The cowslips tall her pensioners be;
In their gold coats spots you see;
Those be rubies, fairy favours,
In those freckles live their savours. (2.1.1)
It is important to note that the fairy is not talking about magic here, but about the natural world. The magic is not about what the fairies do to nature, but about the beauty they see in it instead. In this way, the wood makes for the perfect pastoral, magical and beautiful by the very nature of its setting.
| Quote #2
And sometime lurk I in a gossip's bowl
In very likeness of a roasted crab,
And, when she drinks, against her lips I bob,
And on her withered dewlap pour the ale.
The wisest aunt, telling the saddest tale,
Sometime for three-foot stool mistaketh me;
Then slip I from her bum, down topples she,
And 'tailor' cries, and falls into a cough;
And then the whole quire hold their hips and laugh,
And waxen in their mirth, and neeze, and swear
A merrier hour was never wasted there. (2.1.47)

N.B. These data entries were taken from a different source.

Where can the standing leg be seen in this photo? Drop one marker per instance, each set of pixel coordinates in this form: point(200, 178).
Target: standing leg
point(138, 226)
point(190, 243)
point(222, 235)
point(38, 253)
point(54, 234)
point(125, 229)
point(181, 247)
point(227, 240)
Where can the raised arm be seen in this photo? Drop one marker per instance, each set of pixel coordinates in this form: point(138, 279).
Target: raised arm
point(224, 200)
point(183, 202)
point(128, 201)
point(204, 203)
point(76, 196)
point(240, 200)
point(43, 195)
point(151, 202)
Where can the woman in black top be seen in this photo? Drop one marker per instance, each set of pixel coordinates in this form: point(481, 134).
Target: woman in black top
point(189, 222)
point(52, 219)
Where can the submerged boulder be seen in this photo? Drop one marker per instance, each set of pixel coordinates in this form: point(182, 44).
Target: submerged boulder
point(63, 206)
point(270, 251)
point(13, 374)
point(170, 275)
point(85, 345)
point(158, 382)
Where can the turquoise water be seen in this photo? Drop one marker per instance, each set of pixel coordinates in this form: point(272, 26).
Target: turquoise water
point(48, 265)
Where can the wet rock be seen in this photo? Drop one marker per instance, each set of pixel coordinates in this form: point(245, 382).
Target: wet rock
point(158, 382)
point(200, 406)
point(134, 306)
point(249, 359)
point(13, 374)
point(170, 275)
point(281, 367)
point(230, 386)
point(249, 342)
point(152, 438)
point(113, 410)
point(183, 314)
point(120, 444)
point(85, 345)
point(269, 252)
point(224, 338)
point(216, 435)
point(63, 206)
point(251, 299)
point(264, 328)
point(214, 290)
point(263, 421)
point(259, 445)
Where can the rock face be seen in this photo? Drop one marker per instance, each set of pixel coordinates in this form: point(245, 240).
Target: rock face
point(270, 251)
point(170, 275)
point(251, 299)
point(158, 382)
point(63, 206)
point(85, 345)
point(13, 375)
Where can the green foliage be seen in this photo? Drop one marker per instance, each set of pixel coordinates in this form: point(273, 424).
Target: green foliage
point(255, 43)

Puck's magic is less mean-spirited than mischievous. He likes to play practical jokes that have the same homespun, playful nature of the villagers he teases. Most importantly, his magic, though naughty, is not wicked. The point is to make people be merry, as laughter is its own kind of magic.
| Quote #3
That very time I saw, but thou couldst not,
Flying between the cold moon and the earth
Cupid, all arm'd; a certain aim he took
At a fair vestal, throned by the west,
And loos'd his love-shaft smartly from his bow,
As it should pierce a hundred thousand hearts;
But I might see young Cupid's fiery shaft
Quench'd in the chaste beams of the wat'ry moon;
And the imperial vot'ress passed on,
In maiden meditation, fancy-free.
Yet mark'd I where the bolt of Cupid fell.
It fell upon a little western flower,
Before milk-white, now purple with love's wound,
And maidens call it Love-in-idleness.
Fetch me that flow'r, the herb I showed thee once.
The juice of it on sleeping eyelids laid
Will make or man or woman madly dote
Upon the next live creature that it sees. (2.1.155)
Oberon explains why the pansy has a magical quality. His explanation reveals magic's complexity, and how many strange factors magic relies on, especially the natural world. Cupid's arrows, aimed at a royal virgin, were misdirected by the beams of the moon, as the moon is personified by Diana, the virgin goddess. As a result, Cupid's arrow hits the pansy, which becomes magic. Shakespeare thus reveals that magic is not just some cheap tool that can easily explain away holes in a plot – it is actually the intersection between the mythic and natural worlds.